Dal 15 maggio scatterà un aumento significativo delle tariffe sui collegamenti marittimi verso le isole minori della Sicilia, con esclusione delle Pelagie. La società Caronte & Tourist Isole Minori Spa ha infatti comunicato alle biglietterie di scalo un adeguamento dei prezzi che andrà da un minimo del 30% fino a un massimo del 50%.
Il rincaro interesserà residenti, pendolari, turisti, autotrasportatori e veicoli commerciali, incidendo quindi su tutte le categorie che quotidianamente utilizzano i collegamenti via mare con le isole.
Le motivazioni: riequilibrio economico non completato
Secondo quanto riportato nella comunicazione ufficiale della compagnia, l’aumento sarebbe conseguenza del mancato completamento della procedura di riequilibrio economico-finanziario avviata a luglio dello scorso anno. Una procedura che, ad oggi, non avrebbe ancora ricevuto definizione da parte degli organismi nazionali e regionali competenti.
In questo contesto, la società ritiene inevitabile l’adeguamento tariffario per garantire la sostenibilità del servizio di trasporto marittimo.
Le Pelagie escluse dagli aumenti
Una delle poche eccezioni riguarda le isole Pelagie, in particolare Lampedusa e Linosa, dove il servizio regionale non subirà modifiche tariffarie, almeno per il momento. Il listino attuale resterà quindi invariato, mentre il resto del comparto delle isole minori sarà coinvolto dagli aumenti.
Le reazioni politiche: accuse di silenzio e immobilismo
La decisione ha acceso un forte dibattito politico, soprattutto nei comuni delle isole interessate. In particolare, a Pantelleria si accende la polemica sul ruolo dell’amministrazione locale, accusata da alcuni cittadini e osservatori di non aver esercitato sufficiente pressione per evitare l’aumento.
Secondo le critiche, il “silenzio istituzionale” non avrebbe prodotto risultati concreti, lasciando spazio alle decisioni della compagnia di navigazione senza un reale contrappeso politico.

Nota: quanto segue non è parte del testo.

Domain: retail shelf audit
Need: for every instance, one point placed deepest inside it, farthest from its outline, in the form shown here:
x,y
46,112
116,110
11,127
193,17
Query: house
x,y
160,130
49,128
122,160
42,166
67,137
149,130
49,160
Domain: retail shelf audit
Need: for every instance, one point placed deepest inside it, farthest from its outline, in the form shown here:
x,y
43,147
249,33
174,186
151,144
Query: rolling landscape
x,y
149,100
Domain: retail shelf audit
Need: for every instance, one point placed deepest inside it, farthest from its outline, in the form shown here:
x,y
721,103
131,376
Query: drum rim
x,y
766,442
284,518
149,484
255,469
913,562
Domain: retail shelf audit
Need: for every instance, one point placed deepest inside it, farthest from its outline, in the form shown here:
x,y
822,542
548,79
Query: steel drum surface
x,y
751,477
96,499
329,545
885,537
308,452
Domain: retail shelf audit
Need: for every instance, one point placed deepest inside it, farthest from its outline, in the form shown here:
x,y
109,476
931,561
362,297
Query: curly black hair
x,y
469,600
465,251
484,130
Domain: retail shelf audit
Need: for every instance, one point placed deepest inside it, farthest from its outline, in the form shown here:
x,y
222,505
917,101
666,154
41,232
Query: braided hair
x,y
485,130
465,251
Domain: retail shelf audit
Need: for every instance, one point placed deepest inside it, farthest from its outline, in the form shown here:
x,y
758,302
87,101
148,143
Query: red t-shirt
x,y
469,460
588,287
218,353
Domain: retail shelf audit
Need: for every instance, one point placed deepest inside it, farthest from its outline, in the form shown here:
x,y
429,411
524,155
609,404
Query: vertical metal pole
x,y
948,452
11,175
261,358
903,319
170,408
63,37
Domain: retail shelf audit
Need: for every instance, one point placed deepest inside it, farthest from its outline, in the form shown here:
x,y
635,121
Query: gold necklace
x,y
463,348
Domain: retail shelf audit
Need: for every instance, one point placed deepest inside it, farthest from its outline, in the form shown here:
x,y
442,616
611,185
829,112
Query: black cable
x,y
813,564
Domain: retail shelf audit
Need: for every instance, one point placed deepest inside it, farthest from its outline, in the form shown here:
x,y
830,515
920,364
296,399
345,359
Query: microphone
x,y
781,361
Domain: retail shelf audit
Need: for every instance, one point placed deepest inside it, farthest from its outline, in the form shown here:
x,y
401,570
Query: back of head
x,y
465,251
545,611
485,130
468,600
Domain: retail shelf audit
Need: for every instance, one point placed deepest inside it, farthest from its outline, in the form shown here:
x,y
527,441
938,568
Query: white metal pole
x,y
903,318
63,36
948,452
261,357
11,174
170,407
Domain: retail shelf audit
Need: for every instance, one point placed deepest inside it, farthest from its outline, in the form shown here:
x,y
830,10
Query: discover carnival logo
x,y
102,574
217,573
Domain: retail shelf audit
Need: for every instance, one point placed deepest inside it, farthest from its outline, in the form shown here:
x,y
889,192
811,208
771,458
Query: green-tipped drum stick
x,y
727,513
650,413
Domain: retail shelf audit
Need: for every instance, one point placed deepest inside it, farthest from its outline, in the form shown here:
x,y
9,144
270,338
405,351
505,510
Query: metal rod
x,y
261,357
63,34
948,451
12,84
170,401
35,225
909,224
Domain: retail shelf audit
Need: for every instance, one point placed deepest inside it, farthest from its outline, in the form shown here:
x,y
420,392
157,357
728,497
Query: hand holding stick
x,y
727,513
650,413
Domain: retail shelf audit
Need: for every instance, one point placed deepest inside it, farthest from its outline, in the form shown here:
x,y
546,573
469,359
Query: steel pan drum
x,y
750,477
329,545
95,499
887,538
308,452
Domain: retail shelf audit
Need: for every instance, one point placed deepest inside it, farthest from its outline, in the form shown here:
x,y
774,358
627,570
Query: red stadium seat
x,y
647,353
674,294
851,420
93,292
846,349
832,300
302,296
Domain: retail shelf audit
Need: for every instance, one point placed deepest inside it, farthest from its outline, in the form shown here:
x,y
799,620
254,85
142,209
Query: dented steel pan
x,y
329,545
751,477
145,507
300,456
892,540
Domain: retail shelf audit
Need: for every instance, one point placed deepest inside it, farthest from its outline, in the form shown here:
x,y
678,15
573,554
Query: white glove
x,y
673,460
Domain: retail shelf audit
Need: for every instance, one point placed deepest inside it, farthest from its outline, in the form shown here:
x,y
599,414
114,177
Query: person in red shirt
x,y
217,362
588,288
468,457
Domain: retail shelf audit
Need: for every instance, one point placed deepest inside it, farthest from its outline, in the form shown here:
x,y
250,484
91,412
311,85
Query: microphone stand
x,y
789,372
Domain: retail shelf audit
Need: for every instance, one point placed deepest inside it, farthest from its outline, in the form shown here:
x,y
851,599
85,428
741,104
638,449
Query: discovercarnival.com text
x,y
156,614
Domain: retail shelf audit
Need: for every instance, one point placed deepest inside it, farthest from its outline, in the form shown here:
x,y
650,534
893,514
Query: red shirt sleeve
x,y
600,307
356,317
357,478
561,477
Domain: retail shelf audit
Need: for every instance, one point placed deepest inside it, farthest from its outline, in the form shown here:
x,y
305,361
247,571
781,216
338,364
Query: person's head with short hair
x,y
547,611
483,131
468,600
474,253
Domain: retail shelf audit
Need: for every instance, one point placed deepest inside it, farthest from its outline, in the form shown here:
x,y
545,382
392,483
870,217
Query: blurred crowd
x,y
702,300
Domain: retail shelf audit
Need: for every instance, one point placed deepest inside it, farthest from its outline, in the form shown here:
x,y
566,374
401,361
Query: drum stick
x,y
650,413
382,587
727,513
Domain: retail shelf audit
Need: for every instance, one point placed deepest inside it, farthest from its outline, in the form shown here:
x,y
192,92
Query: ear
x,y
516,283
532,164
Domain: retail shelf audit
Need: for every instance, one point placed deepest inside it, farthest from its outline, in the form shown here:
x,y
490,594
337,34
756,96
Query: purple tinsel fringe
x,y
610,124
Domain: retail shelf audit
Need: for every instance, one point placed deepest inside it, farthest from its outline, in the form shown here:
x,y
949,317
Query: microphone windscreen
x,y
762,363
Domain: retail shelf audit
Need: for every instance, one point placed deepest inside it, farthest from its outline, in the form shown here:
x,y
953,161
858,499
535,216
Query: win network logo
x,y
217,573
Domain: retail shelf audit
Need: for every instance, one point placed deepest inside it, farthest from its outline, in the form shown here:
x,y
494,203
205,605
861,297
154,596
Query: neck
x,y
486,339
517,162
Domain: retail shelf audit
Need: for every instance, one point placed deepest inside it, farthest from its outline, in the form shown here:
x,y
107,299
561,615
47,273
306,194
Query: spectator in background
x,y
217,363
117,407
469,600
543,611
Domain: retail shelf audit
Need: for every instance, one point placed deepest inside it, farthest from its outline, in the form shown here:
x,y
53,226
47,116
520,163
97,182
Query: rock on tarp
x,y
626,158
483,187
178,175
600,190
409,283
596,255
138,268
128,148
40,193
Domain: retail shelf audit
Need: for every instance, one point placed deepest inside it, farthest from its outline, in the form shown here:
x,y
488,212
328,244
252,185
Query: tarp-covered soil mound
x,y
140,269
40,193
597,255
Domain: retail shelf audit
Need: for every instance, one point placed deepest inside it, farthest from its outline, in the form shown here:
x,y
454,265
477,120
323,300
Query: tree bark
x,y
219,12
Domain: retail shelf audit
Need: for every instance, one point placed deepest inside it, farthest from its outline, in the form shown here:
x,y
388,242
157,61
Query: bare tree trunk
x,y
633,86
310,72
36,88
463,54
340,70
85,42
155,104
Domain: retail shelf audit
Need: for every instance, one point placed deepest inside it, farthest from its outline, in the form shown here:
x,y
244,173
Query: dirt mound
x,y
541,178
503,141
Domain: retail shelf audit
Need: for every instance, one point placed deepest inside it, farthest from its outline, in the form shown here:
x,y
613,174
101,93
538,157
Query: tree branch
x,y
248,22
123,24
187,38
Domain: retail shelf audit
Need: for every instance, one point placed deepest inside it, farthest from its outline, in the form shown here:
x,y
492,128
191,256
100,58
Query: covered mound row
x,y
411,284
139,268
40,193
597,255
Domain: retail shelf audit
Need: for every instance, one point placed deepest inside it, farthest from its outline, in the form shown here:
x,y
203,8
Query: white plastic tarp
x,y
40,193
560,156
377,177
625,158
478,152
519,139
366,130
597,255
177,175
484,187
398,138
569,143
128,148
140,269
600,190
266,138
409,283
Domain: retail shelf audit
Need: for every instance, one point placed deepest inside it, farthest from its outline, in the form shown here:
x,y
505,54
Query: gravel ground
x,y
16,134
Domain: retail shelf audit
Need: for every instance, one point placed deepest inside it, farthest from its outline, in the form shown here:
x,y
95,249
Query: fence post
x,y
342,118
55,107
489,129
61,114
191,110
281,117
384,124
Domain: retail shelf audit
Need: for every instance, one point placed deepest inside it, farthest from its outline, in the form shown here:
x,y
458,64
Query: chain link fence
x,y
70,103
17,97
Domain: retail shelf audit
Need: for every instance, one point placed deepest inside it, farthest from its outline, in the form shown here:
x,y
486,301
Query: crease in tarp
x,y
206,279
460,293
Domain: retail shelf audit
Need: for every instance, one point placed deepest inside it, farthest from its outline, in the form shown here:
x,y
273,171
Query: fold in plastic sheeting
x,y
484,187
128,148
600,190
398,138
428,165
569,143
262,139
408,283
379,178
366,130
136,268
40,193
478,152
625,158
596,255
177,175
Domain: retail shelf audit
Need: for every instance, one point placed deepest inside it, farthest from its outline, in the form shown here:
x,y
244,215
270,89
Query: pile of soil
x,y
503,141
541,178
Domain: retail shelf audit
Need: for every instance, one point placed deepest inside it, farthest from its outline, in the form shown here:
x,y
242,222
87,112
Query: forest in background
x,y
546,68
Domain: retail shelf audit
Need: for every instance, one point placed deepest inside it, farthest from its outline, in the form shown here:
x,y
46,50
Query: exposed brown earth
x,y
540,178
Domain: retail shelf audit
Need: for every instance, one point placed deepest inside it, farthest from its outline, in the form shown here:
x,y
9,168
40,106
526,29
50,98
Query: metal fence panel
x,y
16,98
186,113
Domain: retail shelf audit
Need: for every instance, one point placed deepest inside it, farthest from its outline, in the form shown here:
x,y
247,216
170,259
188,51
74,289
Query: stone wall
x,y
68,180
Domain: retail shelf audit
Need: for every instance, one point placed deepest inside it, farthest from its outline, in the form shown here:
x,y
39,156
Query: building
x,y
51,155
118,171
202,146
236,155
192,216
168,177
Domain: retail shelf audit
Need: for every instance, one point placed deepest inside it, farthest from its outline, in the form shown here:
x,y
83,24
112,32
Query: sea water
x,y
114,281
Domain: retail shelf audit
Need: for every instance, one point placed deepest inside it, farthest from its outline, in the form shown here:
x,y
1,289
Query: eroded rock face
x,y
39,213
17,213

Diversa la posizione del Comune di Favignana, che si è invece schierato apertamente contro gli aumenti, chiedendo maggiore tutela per residenti e operatori economici delle isole.Il nodo della continuità territoriale
La vicenda riporta al centro il tema della continuità territoriale, cruciale per le isole minori siciliane, dove i collegamenti marittimi rappresentano l’unico mezzo stabile di trasporto per persone e merci.
L’aumento delle tariffe rischia di avere un impatto diretto su: famiglie residenti; lavoratori pendolari; attività commerciali e turistiche; costi di approvvigionamento delle merci.
Un equilibrio ancora fragile
La gestione dei trasporti marittimi nelle isole minori si conferma quindi un tema delicato, sospeso tra sostenibilità economica delle compagnie e diritto alla mobilità dei cittadini.
In assenza di un accordo strutturale tra istituzioni e operatori del settore, il rischio è quello di nuovi rincari futuri, con conseguenze dirette sulla vita quotidiana delle comunità isolane.
La richiesta dei cittadini
Dal territorio arriva una richiesta sempre più forte: maggiore trasparenza, confronto istituzionale e soluzioni concrete per evitare che i costi dei trasporti diventino un ulteriore ostacolo alla vita nelle isole.
Per molti residenti, infatti, il problema non è solo economico, ma riguarda direttamente il diritto a muoversi, lavorare e restare collegati con la terraferma.